Background and objectives
Cole crops, the major group of vegetables grown in Alberta, often incur heavy losses from infestations by Rhizoctonia solani and root maggots [1]. Infested stands appear thin or spotty and often require replanting. Root maggots (Delia radicum and D. floralis) emerge from overwintered puparia in mid-May to early July and lay eggs at the base of the stem. Larval feeding on taproots causes disruption of water and nutrient flow to the upper portions of the plant, and the subsequent invasion of these wounds by pathogenic fungi further weakens the root system. The objectives of this research were to investigate the effects of cultural and chemical practices for the control of root rot and root maggot infestations in cole crops.

Results and conclusions
Response of cauliflower cultivars to root rot disease: significant differences in stem lesion length occurred between inoculated and non-inoculated plants; however, head weight did not differ significantly between these two groups. Lesion length varied significantly among cultivars, with cv. Yukon having significantly longer lesions than cvs Minuteman, Bur-Queen, Cashmere, Bishop and Snowball. Head weight was significantly lower in cvs Vio-Queen and Bur-Queen than all other cultivars.

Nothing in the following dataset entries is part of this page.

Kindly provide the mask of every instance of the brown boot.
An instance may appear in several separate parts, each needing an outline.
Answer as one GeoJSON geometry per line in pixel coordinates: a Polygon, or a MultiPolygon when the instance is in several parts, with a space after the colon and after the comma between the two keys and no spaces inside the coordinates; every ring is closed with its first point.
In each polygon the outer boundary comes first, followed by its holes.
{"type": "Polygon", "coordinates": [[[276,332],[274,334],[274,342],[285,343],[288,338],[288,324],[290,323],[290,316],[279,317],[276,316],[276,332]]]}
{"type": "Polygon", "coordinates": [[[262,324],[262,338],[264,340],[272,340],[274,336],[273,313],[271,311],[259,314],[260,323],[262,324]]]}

Fungicide trial: while no significant differences in disease severity or lesion length were observed between control and inoculated plots, average weight per head and total cauliflower production per plot were significantly greater in control than in inoculated plots. Overall, plants in fungicide-treated plots had shorter lesion lengths and lower disease severities than those in non-treated plots. Similarly, total weight per plot was significantly higher in the fungicide-treated plots than in the non-treated plots. Average weight per head was significantly greater for the Terrachlor and Bravo treatments than for the non-treated control. Lower disease severities were observed in plots treated with Benlate than those treated with Zineb.

Fungicide and insecticide trial: inoculation did not produce significantly lower head weights in the insecticide study. All treatments significantly reduced lesion lengths and disease severities, and increased total harvest and individual head weights. Diazinon and Lorsban, when combined with Benlate, resulted in significantly shorter lesions than when Benlate was used alone.

Mortality of cauliflower and cabbage seedlings was affected by planting method, whether by transplanting or direct seeding. On average, twice as much mortality occurred in direct-seeded cauliflower as in transplants. In cabbage, transplantings produced less mortality than direct seeding. Evidently, early transplanting of cole crop seedlings is advantageous for reducing the mortality caused by pathogens and pests.

References
1. Hwang SF, Chang KF, Deneka BA et al., 1997. Canadian Journal of Plant Pathology 19, 325.